Leaders are increasingly focusing on the millennial generation. Gallup, research-based, performance-management consultancy, recently completed a study of how this generation’s attitudes and preferences are reshaping workplaces, communities and markets.
In the new report, “How Millennials Want to Work and Live,” Gallup researchers found that these Gen Xers want to be engaged with their jobs, but often feel they’re not. They seek to balance careers with a purposeful life, and expect their jobs to provide financial stability with plenty of time and money for discretionary spending – but aren’t willing to follow orders unquestioningly to achieve that.
Perhaps unsurprisingly, millennials frequently struggle to find good jobs that engage them. Millennials “have the highest rates of unemployment and underemployment in the U.S. and only 29 percent of employed millennials are engaged at work,” researchers noted.
Employers should recognize that while millennials are a diverse group, they have common characteristics that shape what kind of employees they’re likely to be.
More so than their parents and older siblings, millennials lack attachments. They may not feel close ties to their jobs, despite employers’ best efforts. Only about 29 percent of Millennials in the work force are engaged in their jobs, the research found.
This generation is even more hesitant to embrace brands, and as consumers they are also best described as disengaged. They also are less interested in setting down roots in communities or identifying with specific institutions. At the same time, they are highly connected with the world around them through digital communications. According to Gallup, 91 percent of Millennials own smart phones, and 71 percent say the Internet is their main source for news and information.
Gallups’s research shows millennials:
1) Reject tradition and precedent as justification for worksite processes;
2) “Want to be free of performance management standards,” and expect employers to adapt accordingly;
3) Expect managers “to care about them as an employee and as a person.”
4) “Believe life and work should be worthwhile and have meaning.” Nearly nine out of 10 prioritize career growth opportunities and professional development.

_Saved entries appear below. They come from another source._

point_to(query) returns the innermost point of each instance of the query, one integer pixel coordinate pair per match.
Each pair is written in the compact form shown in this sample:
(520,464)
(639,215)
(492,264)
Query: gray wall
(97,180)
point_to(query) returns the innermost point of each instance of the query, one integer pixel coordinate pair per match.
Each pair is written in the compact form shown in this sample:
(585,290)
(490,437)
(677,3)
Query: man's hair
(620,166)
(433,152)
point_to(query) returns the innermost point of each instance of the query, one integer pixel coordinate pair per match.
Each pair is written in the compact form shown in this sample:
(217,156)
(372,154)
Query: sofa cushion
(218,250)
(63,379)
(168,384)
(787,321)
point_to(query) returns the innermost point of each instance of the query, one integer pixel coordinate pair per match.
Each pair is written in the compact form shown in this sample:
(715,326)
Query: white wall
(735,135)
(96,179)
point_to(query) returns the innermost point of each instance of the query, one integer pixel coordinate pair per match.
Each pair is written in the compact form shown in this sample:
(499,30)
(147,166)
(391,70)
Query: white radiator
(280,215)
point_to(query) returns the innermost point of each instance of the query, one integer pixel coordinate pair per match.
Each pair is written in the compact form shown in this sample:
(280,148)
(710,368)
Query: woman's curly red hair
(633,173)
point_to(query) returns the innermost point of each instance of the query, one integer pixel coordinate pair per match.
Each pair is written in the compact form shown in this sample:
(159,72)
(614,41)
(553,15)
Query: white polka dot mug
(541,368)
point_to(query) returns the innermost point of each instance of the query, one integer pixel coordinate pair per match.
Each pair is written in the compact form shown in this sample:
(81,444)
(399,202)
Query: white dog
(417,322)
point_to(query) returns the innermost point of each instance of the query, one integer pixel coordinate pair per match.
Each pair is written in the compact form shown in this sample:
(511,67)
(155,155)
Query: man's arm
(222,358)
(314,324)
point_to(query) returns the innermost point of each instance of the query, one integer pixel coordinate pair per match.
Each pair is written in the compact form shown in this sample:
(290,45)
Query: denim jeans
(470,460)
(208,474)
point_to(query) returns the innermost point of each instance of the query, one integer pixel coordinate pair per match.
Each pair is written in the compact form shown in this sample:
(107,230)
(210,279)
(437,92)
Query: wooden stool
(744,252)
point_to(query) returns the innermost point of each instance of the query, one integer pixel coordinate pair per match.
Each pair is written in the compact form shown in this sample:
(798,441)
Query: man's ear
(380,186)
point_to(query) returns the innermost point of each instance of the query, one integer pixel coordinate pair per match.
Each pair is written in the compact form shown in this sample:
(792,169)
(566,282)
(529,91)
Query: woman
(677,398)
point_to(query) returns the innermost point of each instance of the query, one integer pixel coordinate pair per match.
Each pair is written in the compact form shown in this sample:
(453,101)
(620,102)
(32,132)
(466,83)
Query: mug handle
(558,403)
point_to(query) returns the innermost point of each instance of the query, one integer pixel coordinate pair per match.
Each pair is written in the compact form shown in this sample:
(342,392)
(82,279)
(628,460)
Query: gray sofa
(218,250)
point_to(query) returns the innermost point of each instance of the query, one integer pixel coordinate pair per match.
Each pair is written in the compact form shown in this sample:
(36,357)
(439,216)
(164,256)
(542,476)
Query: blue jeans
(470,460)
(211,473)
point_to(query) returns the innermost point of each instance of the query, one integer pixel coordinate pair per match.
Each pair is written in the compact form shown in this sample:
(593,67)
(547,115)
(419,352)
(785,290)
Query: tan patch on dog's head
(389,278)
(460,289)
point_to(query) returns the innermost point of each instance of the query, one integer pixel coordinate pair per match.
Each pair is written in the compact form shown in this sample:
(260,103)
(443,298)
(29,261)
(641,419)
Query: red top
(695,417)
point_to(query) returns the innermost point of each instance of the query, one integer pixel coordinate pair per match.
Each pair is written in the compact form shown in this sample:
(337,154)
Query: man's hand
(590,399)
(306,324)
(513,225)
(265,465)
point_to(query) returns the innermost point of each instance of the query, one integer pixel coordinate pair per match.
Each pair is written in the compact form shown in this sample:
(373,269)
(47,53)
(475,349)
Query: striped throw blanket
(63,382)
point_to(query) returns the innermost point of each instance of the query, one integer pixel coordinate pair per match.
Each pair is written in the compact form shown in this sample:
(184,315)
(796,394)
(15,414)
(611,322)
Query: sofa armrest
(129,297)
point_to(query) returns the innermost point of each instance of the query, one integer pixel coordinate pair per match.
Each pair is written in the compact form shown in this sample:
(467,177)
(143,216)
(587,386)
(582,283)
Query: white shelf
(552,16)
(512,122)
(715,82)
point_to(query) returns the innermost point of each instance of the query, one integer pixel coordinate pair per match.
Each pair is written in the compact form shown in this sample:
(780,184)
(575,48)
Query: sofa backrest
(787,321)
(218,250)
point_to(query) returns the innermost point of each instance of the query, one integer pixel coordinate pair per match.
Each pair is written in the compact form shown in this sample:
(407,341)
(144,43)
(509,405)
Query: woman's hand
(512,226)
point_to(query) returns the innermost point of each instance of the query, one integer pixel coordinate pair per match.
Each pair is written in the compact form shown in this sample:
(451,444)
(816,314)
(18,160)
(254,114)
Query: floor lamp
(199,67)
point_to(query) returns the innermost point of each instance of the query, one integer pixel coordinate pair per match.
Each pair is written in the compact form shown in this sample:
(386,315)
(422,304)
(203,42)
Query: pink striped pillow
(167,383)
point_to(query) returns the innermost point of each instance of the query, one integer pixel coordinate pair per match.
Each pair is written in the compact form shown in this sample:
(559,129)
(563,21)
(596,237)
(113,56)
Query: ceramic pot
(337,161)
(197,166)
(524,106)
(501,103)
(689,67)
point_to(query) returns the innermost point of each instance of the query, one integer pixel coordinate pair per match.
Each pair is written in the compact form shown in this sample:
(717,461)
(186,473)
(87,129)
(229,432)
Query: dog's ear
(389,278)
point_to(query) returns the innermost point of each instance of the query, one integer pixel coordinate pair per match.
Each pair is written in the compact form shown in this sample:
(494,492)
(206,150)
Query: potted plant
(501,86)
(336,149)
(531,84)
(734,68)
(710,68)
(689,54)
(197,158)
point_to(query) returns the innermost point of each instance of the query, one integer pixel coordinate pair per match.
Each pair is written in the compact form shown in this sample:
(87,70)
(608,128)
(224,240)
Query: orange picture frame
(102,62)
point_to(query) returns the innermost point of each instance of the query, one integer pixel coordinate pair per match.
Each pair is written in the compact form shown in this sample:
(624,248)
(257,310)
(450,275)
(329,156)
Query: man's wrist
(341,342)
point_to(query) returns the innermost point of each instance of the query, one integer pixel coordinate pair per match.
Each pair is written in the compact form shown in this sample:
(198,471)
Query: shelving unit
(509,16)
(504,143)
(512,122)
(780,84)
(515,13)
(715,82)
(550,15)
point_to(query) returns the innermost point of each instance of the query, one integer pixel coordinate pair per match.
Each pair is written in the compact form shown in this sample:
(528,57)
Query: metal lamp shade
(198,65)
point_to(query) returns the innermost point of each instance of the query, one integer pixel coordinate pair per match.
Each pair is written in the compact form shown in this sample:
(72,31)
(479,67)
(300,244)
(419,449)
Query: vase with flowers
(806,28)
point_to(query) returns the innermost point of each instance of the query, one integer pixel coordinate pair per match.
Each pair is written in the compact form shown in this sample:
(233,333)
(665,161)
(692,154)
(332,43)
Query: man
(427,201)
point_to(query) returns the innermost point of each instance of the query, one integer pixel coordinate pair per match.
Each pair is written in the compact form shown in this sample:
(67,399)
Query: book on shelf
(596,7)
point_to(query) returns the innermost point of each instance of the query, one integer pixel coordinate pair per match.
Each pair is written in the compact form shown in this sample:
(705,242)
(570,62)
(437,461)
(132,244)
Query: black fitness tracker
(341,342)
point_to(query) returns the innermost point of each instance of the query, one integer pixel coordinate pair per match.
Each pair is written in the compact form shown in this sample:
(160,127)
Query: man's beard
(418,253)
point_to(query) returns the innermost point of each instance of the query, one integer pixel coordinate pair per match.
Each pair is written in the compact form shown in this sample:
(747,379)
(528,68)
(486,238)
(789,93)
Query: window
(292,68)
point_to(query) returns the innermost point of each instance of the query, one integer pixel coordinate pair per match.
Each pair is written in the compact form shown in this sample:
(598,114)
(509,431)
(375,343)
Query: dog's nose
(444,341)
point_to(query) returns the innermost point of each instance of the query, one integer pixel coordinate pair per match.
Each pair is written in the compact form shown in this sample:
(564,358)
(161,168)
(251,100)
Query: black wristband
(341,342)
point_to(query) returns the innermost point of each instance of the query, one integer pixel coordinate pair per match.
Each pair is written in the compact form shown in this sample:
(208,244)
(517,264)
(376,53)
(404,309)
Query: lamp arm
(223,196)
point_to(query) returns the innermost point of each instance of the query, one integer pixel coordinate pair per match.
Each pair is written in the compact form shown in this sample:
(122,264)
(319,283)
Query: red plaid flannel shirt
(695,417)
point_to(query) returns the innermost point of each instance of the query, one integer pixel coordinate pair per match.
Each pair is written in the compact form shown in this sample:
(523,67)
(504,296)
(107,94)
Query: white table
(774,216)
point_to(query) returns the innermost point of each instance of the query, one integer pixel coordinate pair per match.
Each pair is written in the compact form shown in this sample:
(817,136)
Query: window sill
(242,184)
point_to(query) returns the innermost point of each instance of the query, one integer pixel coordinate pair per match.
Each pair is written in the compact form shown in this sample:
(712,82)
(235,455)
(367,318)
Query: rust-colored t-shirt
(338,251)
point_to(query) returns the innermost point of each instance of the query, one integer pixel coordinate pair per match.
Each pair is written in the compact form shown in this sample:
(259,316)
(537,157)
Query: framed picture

5) Expect to understand how they fit in with their jobs, teams and companies. “They look for work that fuels their sense of purpose and makes them feel important,” Gallup noted.
Gallup’s research suggests that millennials view certain institutions differently than their predecessors do, and those views have shaped their decisions to engage — or not to engage — with those institutions. And the work-site is one of those institutions.